Differentially private \(k\)-anonymity makes limited sense

4 minute read

In response to the COVID-19 pandemic, the Norwegian Institute of Health first commissioned and then deployed a population surveillance / contact tracing cellphone app. This initiative stirred up controversy due to collection and centralized storage of detailed location and proximity information. At the same time, the government appointed a group of experts to review the app. In their very recently published report they suggest that differential privacy be considered as an alternative to \(k\)-anonymity for data privacy. Regarding how this can be done, they state (translated from Norwegian):

“Dependending on how the \(k\)-anonymization is done one can achieve differential privacy by taking a random sample followed by \(k\)-anonymity.”

Their report is meant for the general public and does not contain any details on how such a scheme could be implemented (attempts at providing such includes Li, et al.). However, one can assume that the expert group thinks it has merit since they mention it.

In the following, I argue that adding \(k\)-anonymity to differential privacy does not help with privacy but generally hurts utility. Consequently, the combination makes little sense if maximizing both privacy and utility is the goal.

\(k\)-anonymity: a property of data

The allure of \(k\)-anonymity is in part that it is easy to operationalize. It is easy to check whether a dataset is \(k\)-anonymous. It is also, at least superficially, explainable by the metaphor of “hiding in a crowd” of size at least \(k\). On the other hand, \(k\)-anonymity has been criticized for destroying utility. A very simple example of how \(k\)-anonymity affects data is \(k\)-anonymous data on the gender of \(k\) people. Since all \(k\) values are required to be the same, nothing can be learned about how many women there are in the data unless all or none are, in which case we can learn the exact number.

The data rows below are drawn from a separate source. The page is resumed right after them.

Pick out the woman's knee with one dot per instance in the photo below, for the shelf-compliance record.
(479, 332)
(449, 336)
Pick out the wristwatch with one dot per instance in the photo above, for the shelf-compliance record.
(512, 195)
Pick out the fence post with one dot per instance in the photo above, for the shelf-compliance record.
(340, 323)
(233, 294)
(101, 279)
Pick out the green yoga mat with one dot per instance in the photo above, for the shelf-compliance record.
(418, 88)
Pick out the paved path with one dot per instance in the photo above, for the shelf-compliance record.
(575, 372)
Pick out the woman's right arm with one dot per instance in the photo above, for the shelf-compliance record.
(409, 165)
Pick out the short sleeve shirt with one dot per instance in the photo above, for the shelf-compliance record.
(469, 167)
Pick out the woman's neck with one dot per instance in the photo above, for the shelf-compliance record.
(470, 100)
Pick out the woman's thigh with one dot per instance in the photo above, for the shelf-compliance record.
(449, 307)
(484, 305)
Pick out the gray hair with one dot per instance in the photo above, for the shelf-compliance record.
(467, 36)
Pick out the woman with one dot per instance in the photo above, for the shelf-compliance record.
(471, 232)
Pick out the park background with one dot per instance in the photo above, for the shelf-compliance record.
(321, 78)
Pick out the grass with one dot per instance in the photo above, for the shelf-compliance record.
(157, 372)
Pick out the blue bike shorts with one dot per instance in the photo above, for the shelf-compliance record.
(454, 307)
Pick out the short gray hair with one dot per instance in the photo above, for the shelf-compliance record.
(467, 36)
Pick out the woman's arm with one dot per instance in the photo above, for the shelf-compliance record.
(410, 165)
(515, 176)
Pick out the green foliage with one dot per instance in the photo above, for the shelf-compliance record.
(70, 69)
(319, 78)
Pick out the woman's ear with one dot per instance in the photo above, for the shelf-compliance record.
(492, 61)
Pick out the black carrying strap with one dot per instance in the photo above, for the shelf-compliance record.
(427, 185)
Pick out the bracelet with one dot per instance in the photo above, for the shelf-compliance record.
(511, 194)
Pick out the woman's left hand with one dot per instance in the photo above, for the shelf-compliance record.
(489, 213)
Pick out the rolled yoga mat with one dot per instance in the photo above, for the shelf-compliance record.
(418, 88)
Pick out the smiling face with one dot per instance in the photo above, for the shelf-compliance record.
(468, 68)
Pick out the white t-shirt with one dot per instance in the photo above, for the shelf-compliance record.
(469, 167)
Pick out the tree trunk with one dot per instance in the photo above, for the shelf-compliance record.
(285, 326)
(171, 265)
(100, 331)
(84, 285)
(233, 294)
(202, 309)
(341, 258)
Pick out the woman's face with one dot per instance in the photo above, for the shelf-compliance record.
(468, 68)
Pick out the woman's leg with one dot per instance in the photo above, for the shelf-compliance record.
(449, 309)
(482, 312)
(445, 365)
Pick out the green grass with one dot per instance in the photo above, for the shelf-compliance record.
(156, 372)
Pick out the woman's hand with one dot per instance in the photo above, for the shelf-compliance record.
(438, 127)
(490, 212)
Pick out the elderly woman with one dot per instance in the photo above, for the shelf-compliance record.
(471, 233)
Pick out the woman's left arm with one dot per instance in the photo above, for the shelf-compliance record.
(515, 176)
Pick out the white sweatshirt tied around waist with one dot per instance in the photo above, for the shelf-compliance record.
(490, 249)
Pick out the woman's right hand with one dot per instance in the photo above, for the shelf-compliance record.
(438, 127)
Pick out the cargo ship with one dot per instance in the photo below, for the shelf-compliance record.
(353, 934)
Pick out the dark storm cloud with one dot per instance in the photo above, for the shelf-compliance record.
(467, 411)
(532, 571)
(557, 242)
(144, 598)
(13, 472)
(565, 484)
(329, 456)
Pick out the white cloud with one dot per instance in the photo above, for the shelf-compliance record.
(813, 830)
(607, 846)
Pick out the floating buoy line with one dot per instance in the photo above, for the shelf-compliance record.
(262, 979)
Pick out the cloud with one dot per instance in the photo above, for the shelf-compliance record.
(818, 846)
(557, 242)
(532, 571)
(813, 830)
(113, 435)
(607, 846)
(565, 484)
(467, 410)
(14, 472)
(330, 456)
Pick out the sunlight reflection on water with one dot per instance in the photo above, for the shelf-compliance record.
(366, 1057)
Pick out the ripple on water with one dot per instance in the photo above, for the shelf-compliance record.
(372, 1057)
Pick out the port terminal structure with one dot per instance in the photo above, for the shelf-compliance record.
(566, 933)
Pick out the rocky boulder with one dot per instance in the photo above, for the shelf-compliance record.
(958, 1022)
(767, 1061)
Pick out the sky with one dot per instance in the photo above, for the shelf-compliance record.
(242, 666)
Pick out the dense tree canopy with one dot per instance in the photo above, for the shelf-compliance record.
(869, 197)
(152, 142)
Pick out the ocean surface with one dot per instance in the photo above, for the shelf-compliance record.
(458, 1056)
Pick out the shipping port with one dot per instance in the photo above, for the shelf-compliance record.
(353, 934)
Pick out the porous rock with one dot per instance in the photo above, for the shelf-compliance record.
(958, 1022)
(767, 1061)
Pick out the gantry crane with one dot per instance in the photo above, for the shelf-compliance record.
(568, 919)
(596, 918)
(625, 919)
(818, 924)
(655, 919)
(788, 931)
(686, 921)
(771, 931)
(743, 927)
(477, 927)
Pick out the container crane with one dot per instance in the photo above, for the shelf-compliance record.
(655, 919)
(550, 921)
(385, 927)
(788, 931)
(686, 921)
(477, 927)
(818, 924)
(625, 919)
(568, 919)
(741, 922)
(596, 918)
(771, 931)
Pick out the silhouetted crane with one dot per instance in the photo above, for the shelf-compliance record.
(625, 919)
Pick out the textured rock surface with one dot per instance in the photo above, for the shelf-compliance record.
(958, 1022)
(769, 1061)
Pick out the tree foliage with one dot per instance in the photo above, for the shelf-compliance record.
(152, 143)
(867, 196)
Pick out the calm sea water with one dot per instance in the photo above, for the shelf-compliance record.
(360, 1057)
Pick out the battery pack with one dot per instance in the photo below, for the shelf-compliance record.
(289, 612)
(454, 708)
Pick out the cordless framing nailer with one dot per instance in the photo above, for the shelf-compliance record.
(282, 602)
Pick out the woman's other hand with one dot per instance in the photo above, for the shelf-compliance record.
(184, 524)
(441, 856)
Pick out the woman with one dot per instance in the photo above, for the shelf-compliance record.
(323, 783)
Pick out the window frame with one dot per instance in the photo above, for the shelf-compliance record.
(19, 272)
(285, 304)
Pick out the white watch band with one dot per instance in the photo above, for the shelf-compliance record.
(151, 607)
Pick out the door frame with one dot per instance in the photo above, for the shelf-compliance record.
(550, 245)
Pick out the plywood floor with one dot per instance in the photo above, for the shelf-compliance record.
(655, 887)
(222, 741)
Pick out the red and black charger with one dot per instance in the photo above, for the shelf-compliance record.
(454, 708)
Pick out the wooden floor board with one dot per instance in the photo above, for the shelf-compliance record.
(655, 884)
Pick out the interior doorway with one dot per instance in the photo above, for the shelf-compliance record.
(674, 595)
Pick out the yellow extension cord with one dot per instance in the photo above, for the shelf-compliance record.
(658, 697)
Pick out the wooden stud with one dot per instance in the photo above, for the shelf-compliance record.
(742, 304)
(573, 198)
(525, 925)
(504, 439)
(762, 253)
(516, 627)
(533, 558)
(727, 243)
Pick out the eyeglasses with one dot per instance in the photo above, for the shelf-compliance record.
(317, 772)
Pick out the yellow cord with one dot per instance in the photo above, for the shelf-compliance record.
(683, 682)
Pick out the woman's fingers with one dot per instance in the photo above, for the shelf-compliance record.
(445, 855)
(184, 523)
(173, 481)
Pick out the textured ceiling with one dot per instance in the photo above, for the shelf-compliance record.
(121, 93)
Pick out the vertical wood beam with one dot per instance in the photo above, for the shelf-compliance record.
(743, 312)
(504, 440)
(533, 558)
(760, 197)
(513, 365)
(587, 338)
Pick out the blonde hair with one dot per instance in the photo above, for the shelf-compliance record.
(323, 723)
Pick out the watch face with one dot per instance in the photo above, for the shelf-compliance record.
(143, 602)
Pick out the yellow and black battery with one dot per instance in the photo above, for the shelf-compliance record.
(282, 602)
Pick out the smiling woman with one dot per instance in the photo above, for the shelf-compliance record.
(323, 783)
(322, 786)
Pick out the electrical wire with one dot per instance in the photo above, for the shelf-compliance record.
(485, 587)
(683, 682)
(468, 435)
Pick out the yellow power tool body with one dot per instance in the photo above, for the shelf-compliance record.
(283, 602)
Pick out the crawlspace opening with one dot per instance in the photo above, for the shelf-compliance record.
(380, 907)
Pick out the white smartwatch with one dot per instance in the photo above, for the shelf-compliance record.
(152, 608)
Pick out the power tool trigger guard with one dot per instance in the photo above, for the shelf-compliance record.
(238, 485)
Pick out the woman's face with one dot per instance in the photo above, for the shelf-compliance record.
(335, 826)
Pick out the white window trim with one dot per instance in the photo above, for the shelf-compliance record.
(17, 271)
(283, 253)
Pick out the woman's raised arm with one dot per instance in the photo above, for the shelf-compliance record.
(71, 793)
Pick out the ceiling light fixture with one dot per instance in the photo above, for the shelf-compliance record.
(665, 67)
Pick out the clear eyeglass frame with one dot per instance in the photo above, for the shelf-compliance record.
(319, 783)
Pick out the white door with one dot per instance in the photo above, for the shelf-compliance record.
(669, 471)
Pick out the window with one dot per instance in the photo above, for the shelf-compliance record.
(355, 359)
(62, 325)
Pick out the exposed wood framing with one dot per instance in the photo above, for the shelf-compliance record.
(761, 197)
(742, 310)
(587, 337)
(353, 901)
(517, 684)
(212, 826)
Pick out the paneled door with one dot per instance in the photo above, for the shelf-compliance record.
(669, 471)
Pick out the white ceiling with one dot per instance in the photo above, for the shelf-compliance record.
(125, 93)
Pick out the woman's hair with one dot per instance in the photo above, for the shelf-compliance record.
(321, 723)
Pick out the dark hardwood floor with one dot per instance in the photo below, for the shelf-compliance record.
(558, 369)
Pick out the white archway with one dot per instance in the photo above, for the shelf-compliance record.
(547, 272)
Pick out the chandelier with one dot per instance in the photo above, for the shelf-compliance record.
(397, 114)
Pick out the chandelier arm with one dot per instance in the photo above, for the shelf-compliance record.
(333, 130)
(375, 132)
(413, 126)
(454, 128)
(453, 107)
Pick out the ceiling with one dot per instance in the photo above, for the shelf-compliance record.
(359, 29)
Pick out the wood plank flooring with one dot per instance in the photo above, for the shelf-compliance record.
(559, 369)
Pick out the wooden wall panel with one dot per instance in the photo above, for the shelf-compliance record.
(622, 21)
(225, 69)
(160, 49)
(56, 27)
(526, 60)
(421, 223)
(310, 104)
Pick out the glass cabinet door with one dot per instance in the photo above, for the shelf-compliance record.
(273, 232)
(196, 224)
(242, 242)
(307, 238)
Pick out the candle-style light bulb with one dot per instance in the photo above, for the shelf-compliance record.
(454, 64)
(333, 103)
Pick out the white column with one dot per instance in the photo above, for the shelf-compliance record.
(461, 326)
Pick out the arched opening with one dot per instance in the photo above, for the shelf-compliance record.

With respect to privacy, a big problem of \(k\)-anonymity is that it is hard to know what the value of \(k\) means for privacy risk, including risk of “re-identification”. This can only be addressed empirically, consequently only providing a lower bound on risk. A statement “we were only able to re-identify \(x\)% after \(k\)-anonymization” also means “one can at least re-identify \(x\)% after \(k\)-anonymization,” which does not inspire confidence for any value for \(x\). Also, if two \(k\)-anonymous datasets where assigned empirical risk bounds of \(x\)% and \(y\)%, respectively, it is not clear what the combined risk of publishing both is.

Differential privacy: a property of an algorithm

Enter differential privacy. Consider the question “If I contribute my data to the database, what is the increase in the chance of anyone learning anything about me they did not already know?” We can think of differential privacy in terms of the answer “not larger than a chosen threshold provided that a particular type of algorithm is used to expose information in the database.”

The threshold is expressed in terms of a parameter \(\epsilon\) which represents an upper bound of risk to privacy even when facing adversaries that are extraordinarily strong. The particular type of algorithm required uses the data and \(\epsilon\) to select a probability distribution according to which the final output is randomly chosen. The privacy guarantee stems from how little the presence or absence of any single record changes the probability distribution.

For utility, the trick is to find and use a probability distribution that maximally concentrates around a desired output. Often distributions can be chosen that yield very small error with high probability. For example, going back to the example of the genders of \(k\) individuals, we can compute the number of women with an error probability that decreases exponentially in the size of the error.

Furthermore, if one releases two outputs each computed with \(\epsilon_{1}\)- and \(\epsilon_{2}\)-differential privacy, respectively, then we can say that the combination of these two results is computed with \((\epsilon_{1}+\epsilon_{2})\)-differential privacy regardless of data that was input to each computation.

These properties have strongly contributed to making differential privacy an emerging privacy standard.

Combining \(k\)-anonymity and differential privacy

So, what is it that makes \(k\)-anonymity and differential privacy exhibit such different properties? The answer lies in that \(k\)-anonymity is a property of information or data, while differential privacy is a property of an algorithm. Operationally, this has consequences. We cannot check that output was produced with differential privacy, nor can we automatically check that a given implementation of an algorithm achieves differential privacy. Simply put, differential privacy is not “checkable” while \(k\)-anonymity is.

As a consequence of how they are defined, a combination of differential privacy and \(k\)-anonymity must necessarily be the requirement that a differentially private algorithm produces \(k\)-anonymous output. Furthermore, from a privacy-utility balance point of view, the combination is a net loss as the \(k\)-anonymity requirement does not help with the privacy risk upper bound but constrains the possible output and consequently utility. Additionally, the operational benefit of being “checkable” enjoyed by \(k\)-anonymity alone is lost.

In summary, a combination of differential privacy and \(k\)-anonymity makes little sense if the objective is optimizing the balance of privacy and information utility.